A glimpse of the future in computing

Aug 22, 2008 08:20 GMT  ·  By

As previously mentioned, yesterday was the last day of Intel's Developer Forum event, which has held in San Francisco at the Moscone Center. During the three-day conference, the Santa Clara-based leading chip maker released a number of details on its in-development projects, while also demoing a couple of the soon-to-be released products, like the Calpella notebook platform. Aside from its own products and technologies, the company also displayed a couple of products that are meant to be part of the next-generation computing technology.

While most computer users only benefit from a maximum of 1GB of system memory, during the IDF event, Intel showcased 16GB RAM memory sticks.
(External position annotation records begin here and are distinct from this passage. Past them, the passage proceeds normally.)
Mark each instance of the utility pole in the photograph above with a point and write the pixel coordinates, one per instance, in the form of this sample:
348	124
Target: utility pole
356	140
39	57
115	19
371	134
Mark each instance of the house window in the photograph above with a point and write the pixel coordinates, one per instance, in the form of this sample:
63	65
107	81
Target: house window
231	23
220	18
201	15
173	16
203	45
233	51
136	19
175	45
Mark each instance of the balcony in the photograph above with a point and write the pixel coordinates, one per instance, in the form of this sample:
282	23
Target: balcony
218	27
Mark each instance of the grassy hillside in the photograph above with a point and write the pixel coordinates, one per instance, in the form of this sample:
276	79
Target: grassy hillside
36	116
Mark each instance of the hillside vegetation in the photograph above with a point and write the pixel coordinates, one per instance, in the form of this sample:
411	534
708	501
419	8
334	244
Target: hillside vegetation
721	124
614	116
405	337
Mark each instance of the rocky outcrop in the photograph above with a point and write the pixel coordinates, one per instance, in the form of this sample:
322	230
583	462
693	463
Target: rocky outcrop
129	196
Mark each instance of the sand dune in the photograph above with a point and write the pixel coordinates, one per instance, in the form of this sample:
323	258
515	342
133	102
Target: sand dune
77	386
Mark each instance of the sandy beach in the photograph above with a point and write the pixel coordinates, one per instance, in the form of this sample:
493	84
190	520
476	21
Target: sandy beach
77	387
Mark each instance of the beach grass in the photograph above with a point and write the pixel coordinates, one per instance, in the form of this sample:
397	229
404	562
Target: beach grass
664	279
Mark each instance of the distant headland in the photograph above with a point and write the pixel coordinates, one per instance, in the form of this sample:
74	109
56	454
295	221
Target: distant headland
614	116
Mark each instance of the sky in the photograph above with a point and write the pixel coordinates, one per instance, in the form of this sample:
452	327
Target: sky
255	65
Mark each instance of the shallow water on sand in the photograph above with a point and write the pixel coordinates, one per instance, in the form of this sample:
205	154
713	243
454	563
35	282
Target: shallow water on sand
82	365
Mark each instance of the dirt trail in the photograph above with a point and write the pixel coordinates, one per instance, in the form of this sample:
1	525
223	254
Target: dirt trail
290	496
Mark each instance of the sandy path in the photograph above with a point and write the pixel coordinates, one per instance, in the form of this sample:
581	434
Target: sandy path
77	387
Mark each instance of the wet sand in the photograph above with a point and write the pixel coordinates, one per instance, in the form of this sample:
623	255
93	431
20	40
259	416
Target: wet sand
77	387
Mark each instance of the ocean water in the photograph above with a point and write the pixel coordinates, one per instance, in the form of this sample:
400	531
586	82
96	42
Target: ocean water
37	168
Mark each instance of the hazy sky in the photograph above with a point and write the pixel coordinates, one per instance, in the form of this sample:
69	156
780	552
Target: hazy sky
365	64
Developed by Hynix, these high-capacity memory sticks use technology from MetaRAM in order to stack all individual DRAMs onto them.

"As a leader in DRAM technology, Hynix is pleased to be working with MetaRAM and Intel to successfully develop the world's first 16GB DDR3 module," said Senior Vice President of Marketing at Hynix Semiconductor, Mr. J.B. Kim. "With this product introduction we expect to see growth in high performance, high density applications." he added.

"Hynix has always been at the leading edge of memory innovation and it immediately understood how our new DDR3 MetaRAM technology could improve customers' overall compute performance by increasing the memory capacity and frequency," said Fred Weber, the CEO of MetaRAM. "We've seen good market traction with our DDR2 MetaSDRAM chipset. We believe that the adoption into Intel-based servers and workstations as well as the memory bandwidth benefits of DDR3 MetaRAM will garner even more momentum for our chipsets and technology."

Intel representatives showed off the memory inside a number crunching server, built using 10 of these sticks for a total memory of 160GB - this, in a context in which some computer users get to benefit from that amount of space on their hard drives. The server was running on two of the company's upcoming Nehalem EP processors, which will use triple channel DDR3 memory.